Pharmacodynamics. The exact mechanism by which atomoxetine produces its therapeutic effects in ADHD is unknown, but it is likely by selective inhibition of the presynaptic norepinephrine transporter, as determined by ex vivo uptake and neurotransmitter depletion studies. It has little or no affinity for other noradrenergic receptors or other neurotransmitter transporters or receptors.
In experimental studies, atomoxetine has been shown to block N-methyl-d-aspartate receptors, which may be relevant to its clinical effects in the treatment of ADHD, as altered glutamatergic transmission might play a role in ADHD (17).
Use of stop-signal functional MRI on healthy volunteers has shown that atomoxetine exerts its beneficial effects on inhibitory control in ADHD via modulation of right inferior frontal function (06). Atomoxetine is associated with increased fMRI activation of dorsolateral prefrontal cortex, parietal cortex, and cerebellum, but not dorsal anterior midcingulate cortex (03). A randomized clinical trial using functional near-infrared spectroscopy to monitor the oxy-hemoglobin signal changes of ADHD in children has shown that activation in the right inferior and middle prefrontal gyri could serve as an objective neurofunctional biomarker to indicate the effects of atomoxetine on inhibitory control in ADHD (18). Although these effects are like those of methylphenidate, they are not identical.

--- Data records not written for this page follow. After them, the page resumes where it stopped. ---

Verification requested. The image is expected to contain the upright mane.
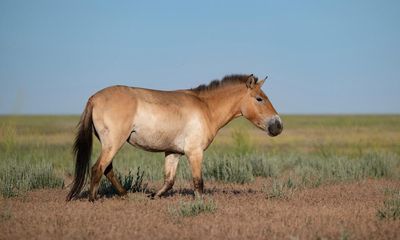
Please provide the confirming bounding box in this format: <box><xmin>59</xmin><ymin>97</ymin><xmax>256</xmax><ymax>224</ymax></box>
<box><xmin>191</xmin><ymin>74</ymin><xmax>258</xmax><ymax>92</ymax></box>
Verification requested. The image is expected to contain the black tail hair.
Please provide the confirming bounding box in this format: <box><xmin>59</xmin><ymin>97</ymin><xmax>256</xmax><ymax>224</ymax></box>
<box><xmin>67</xmin><ymin>100</ymin><xmax>93</xmax><ymax>201</ymax></box>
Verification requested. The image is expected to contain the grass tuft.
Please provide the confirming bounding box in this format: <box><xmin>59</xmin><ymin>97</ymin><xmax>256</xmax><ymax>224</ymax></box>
<box><xmin>168</xmin><ymin>199</ymin><xmax>217</xmax><ymax>217</ymax></box>
<box><xmin>377</xmin><ymin>191</ymin><xmax>400</xmax><ymax>220</ymax></box>
<box><xmin>99</xmin><ymin>167</ymin><xmax>147</xmax><ymax>196</ymax></box>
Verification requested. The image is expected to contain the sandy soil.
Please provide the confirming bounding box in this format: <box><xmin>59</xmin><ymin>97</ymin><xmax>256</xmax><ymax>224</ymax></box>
<box><xmin>0</xmin><ymin>180</ymin><xmax>400</xmax><ymax>239</ymax></box>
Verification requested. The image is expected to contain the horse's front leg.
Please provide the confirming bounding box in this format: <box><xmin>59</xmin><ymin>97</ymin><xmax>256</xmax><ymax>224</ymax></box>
<box><xmin>186</xmin><ymin>149</ymin><xmax>204</xmax><ymax>198</ymax></box>
<box><xmin>155</xmin><ymin>152</ymin><xmax>181</xmax><ymax>197</ymax></box>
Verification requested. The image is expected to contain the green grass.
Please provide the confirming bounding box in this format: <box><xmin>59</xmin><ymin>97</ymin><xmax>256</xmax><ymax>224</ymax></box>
<box><xmin>0</xmin><ymin>115</ymin><xmax>400</xmax><ymax>197</ymax></box>
<box><xmin>168</xmin><ymin>199</ymin><xmax>217</xmax><ymax>217</ymax></box>
<box><xmin>377</xmin><ymin>190</ymin><xmax>400</xmax><ymax>220</ymax></box>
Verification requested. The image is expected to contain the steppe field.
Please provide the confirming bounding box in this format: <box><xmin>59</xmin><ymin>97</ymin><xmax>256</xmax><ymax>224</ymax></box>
<box><xmin>0</xmin><ymin>115</ymin><xmax>400</xmax><ymax>239</ymax></box>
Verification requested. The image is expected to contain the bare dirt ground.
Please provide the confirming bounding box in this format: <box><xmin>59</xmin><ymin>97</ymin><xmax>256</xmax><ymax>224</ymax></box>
<box><xmin>0</xmin><ymin>180</ymin><xmax>400</xmax><ymax>239</ymax></box>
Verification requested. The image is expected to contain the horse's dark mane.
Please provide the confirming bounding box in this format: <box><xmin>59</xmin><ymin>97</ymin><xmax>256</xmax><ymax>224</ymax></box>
<box><xmin>191</xmin><ymin>74</ymin><xmax>258</xmax><ymax>92</ymax></box>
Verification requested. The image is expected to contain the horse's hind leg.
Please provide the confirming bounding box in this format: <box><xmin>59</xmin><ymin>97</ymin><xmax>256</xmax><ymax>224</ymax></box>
<box><xmin>89</xmin><ymin>147</ymin><xmax>117</xmax><ymax>202</ymax></box>
<box><xmin>104</xmin><ymin>162</ymin><xmax>126</xmax><ymax>196</ymax></box>
<box><xmin>89</xmin><ymin>134</ymin><xmax>125</xmax><ymax>201</ymax></box>
<box><xmin>155</xmin><ymin>153</ymin><xmax>180</xmax><ymax>197</ymax></box>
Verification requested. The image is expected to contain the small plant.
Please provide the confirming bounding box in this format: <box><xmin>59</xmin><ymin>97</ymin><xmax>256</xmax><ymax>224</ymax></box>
<box><xmin>168</xmin><ymin>199</ymin><xmax>217</xmax><ymax>217</ymax></box>
<box><xmin>0</xmin><ymin>203</ymin><xmax>12</xmax><ymax>222</ymax></box>
<box><xmin>377</xmin><ymin>192</ymin><xmax>400</xmax><ymax>220</ymax></box>
<box><xmin>99</xmin><ymin>167</ymin><xmax>147</xmax><ymax>196</ymax></box>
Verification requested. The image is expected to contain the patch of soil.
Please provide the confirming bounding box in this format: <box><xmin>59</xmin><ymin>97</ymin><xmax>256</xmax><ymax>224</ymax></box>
<box><xmin>0</xmin><ymin>179</ymin><xmax>400</xmax><ymax>239</ymax></box>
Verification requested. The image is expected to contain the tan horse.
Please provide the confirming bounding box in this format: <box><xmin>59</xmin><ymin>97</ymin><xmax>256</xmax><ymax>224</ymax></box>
<box><xmin>67</xmin><ymin>75</ymin><xmax>282</xmax><ymax>201</ymax></box>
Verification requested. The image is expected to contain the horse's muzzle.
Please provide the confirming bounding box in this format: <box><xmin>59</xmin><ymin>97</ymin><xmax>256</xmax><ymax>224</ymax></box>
<box><xmin>267</xmin><ymin>115</ymin><xmax>283</xmax><ymax>137</ymax></box>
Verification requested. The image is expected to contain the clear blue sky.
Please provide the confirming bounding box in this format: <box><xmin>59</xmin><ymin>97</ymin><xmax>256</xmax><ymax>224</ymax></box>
<box><xmin>0</xmin><ymin>0</ymin><xmax>400</xmax><ymax>114</ymax></box>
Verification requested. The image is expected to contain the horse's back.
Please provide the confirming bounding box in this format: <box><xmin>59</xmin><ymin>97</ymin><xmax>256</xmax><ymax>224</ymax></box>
<box><xmin>91</xmin><ymin>86</ymin><xmax>211</xmax><ymax>152</ymax></box>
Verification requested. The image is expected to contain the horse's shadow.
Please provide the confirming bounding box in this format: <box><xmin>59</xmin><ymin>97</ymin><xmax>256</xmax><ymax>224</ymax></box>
<box><xmin>72</xmin><ymin>187</ymin><xmax>259</xmax><ymax>200</ymax></box>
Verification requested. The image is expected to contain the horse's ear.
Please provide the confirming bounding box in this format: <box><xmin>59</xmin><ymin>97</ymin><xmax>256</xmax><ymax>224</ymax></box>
<box><xmin>246</xmin><ymin>74</ymin><xmax>257</xmax><ymax>89</ymax></box>
<box><xmin>257</xmin><ymin>76</ymin><xmax>268</xmax><ymax>88</ymax></box>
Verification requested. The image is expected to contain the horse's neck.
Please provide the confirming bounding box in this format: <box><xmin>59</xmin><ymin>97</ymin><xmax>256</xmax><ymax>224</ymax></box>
<box><xmin>196</xmin><ymin>86</ymin><xmax>245</xmax><ymax>132</ymax></box>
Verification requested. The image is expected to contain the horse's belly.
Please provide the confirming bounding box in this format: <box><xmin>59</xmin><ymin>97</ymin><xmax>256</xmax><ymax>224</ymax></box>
<box><xmin>128</xmin><ymin>128</ymin><xmax>184</xmax><ymax>153</ymax></box>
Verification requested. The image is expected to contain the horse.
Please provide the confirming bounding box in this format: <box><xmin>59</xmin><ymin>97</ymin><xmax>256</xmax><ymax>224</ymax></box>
<box><xmin>67</xmin><ymin>74</ymin><xmax>283</xmax><ymax>201</ymax></box>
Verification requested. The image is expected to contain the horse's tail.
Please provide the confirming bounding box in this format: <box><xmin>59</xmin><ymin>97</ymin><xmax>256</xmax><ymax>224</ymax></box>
<box><xmin>67</xmin><ymin>99</ymin><xmax>93</xmax><ymax>201</ymax></box>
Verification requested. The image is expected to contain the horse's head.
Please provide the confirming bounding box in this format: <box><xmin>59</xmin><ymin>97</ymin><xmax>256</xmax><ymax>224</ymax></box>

Pharmacokinetics. The pharmacokinetics of atomoxetine patients has been well characterized over a wide range of doses and is similar in pediatric patients and adult subjects after adjustment for body weight. Important features are:
| • Atomoxetine is well absorbed after oral administration. |
| • Maximal plasma concentrations (Cmax) are reached approximately 1 to 2 hours after dosing. |
| • Atomoxetine has a half-life of about 5 hours. |
| • The duration of action for atomoxetine can be up to 24 hours, depending on its rate of metabolism. |
| • At therapeutic concentrations, 98% of atomoxetine in plasma is bound to protein, primarily albumin. |
| • It is eliminated primarily by oxidative metabolism through the cytochrome P450 2D6 enzymatic pathway and subsequent glucuronidation. |
| • Atomoxetine is excreted, mainly in the urine, and less than 3% of the dose is excreted as unchanged atomoxetine, indicating extensive biotransformation. |
Pharmacogenetics. Genetic polymorphisms of CYP2C19 have a significant effect on the pharmacokinetics of atomoxetine (08). Plasma levels of atomoxetine are markedly raised in subjects with mutations of the CYP2D6 gene, increasing the risk of concentration-related adverse events of atomoxetine (04). Atomoxetine needs to be adjusted for individuals who are CYP2D6 poor metabolizers, individuals who are taking a strong CYP2D6 inhibitor (eg, paroxetine, fluoxetine, and quinidine), and individuals with moderate or severe hepatic impairment. However, various regulatory authorities have different dosing recommendations. For CYP2D6 poor metabolizers, the Clinical Pharmacogenetics Implementation Consortium recommends that if no clinical response is observed after 2 weeks of atomoxetine therapy, then a plasma concentration exposure check be used with an individual’s CYP2D6 genotype to help clinicians guide dose selection and titration (02).